Bien sûr, je suis ravie de figurer entre «Ezine Jean-Louis» et «Fallois Bernard de» dans son index, mais mon ego n’aveugle pas l’essentiel. Je n’ai qu’un mot à la bouche: merci. Merci d’être ce mémorialiste de la meilleure espèce depuis l’âge de 18 ans, de raconter la mort de Chappaz, Dimitrijevic ou Chessex, la naissance d’écrivains comme Aude Seigne, Quentin Mouron ou Max Lobe, de prendre au sérieux cette histoire littéraire non comme un sociologue ou un universitaire mais comme un être de chair imbibé de cette matière, qui la vit comme si la littérature lui coulait dans les veines et sa vie en dépendait, avec démesure, outrance, hypersensibilité, lucidité, modestie, patience et panache.
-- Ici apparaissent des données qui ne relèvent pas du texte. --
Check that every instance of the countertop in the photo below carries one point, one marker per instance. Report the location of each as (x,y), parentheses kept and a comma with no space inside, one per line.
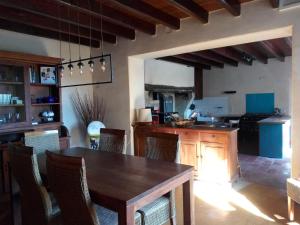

Raconter au lecteur d’aujourd’hui, transmettre aux générations futures, ne pas oublier, rester vivant – rien de moins que sens de l’écriture. Sur 400 pages, ce patchwork de textes alternant journaux intimes, récits de voyages et chroniques littéraires coule comme un fleuve, reflet exact de la vraie vie lorsqu’elle n’est pas ailleurs.
Isabelle Falconnier, cheffe de la rubrique culturelle de L'Hebdo et Présidente du Salon du livre de Genève.